Expertise & Qualifications
- Semiconductors technical background; sales/marketing and operations leadership; brand and M&A; cybersecurity exposure from Intel; public company board experience.
- Diversity leadership: prior board service at Cercle InterElles; supports workforce engagement and gender diversity.
- Committee skills: governance, compensation oversight and stockholder engagement alignment.
Equity Ownership
| Metric | Amount |
|---|---|
| Beneficial ownership (common shares) | 7,569 shares; less than 1% of outstanding |
| Shares outstanding (reference) | 23,964,422 shares as of March 11, 2025 |
| RSUs outstanding (director) | 8,902 RSUs as of March 11, 2025 |
| Pledging/Hedging | Prohibited for directors; policy eliminates waivers; no director has pledged/hedged shares since inception of policy |
| Director ownership guidelines | Original: 2× annual cash retainer or $80,000; Updated Feb 2025: 5× annual retainer or $225,000; only vested RSUs count; compliance under new guideline required by Feb 2030 |
| Compliance status | As of Dec 31, 2024, all directors except Ms. Liu and Mr. Faintuch met prior guideline (implies Andrietti in compliance) |
Director Compensation Mix (2024)
| Component | Amount |
|---|---|
| Cash fees | $50,000 |
| Equity grant fair value | $119,547 |
| Total | $169,547 |
Governance Assessment
- Strengths
- Independent status; active committee roles in compensation and nomination/governance; solid attendance and engagement.
- Director equity ownership guidelines tightened to 5× retainer, enhancing alignment; Andrietti compliant under prior guideline.

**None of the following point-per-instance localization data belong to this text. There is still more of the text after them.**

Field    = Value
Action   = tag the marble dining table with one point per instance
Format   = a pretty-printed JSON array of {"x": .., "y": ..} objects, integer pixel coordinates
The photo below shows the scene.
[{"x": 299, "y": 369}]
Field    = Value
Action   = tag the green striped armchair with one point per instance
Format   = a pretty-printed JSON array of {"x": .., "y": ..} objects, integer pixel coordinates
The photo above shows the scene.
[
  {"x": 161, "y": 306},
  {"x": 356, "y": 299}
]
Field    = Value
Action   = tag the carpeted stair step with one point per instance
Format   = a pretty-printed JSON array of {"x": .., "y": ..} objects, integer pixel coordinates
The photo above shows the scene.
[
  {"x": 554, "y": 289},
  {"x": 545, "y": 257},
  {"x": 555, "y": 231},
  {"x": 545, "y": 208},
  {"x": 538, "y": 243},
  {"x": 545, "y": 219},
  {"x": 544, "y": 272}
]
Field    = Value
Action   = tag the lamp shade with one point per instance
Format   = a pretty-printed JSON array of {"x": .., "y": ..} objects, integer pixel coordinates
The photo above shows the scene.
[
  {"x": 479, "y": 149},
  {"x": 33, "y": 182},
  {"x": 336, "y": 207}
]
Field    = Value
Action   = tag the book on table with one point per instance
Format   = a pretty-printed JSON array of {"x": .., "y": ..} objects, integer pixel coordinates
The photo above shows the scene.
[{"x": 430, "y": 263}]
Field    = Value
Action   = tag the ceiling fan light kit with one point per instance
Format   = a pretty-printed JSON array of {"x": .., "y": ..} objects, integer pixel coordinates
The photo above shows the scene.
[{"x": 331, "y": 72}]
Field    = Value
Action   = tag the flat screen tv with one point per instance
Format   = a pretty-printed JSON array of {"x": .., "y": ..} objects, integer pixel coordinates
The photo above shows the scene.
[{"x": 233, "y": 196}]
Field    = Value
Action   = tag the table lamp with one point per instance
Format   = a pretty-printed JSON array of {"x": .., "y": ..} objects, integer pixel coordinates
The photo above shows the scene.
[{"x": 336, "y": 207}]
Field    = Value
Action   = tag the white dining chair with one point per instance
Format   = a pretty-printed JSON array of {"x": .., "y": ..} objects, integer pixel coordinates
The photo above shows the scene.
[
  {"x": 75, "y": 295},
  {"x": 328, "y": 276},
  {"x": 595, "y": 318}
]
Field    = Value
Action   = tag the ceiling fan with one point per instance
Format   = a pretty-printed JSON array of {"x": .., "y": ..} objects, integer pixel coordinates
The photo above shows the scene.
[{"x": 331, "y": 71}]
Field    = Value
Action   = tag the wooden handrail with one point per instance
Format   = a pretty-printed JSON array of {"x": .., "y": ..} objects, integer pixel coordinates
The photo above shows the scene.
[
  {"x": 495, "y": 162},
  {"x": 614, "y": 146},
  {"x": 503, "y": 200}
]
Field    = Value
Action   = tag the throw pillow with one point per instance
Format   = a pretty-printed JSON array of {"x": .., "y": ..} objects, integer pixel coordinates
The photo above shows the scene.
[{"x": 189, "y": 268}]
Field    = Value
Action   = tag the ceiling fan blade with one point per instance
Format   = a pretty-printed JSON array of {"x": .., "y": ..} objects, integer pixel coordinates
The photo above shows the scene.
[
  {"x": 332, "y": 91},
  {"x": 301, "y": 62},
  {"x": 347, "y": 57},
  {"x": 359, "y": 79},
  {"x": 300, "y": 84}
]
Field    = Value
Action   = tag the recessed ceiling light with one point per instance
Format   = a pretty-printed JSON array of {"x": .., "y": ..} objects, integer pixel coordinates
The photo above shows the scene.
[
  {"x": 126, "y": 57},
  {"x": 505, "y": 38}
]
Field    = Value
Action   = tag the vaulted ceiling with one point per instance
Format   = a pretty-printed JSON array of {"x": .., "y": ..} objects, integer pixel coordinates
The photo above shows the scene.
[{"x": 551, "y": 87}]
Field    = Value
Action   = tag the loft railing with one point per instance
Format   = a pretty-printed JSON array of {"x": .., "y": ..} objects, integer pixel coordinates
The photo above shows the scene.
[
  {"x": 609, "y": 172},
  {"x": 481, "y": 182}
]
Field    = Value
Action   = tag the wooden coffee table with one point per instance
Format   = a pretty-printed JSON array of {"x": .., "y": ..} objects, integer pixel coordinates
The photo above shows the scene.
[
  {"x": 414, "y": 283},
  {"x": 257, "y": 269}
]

- Board prohibits hedging/pledging; robust clawback policy for executives; regular executive sessions and risk oversight including cybersecurity.
- Director compensation uses balanced cash/equity structure; 2025 increase in cash and equity recognizes workload and market competitiveness without option repricing.
- Potential watch items
- Long board tenures among some directors; however, board refresh ongoing since 2021 and majority-independent structure mitigates entrenchment risk.
- Related-party legal spend with Morrison & Foerster (director Jaclyn Liu), reviewed under related-party policy; no other related-party transactions in 2024.
- Say-on-pay support at ~79% in 2024—acceptable but below best-in-class levels; continued engagement and performance-based equity for executives partially addresses concerns.
Overall, Andrietti’s deep semiconductor commercial experience and dual committee service support CEVA’s board effectiveness. Her compliance with stock ownership guidelines and the company’s strong anti-pledging policy reinforce investor alignment, with no direct conflicts or attendance issues identified.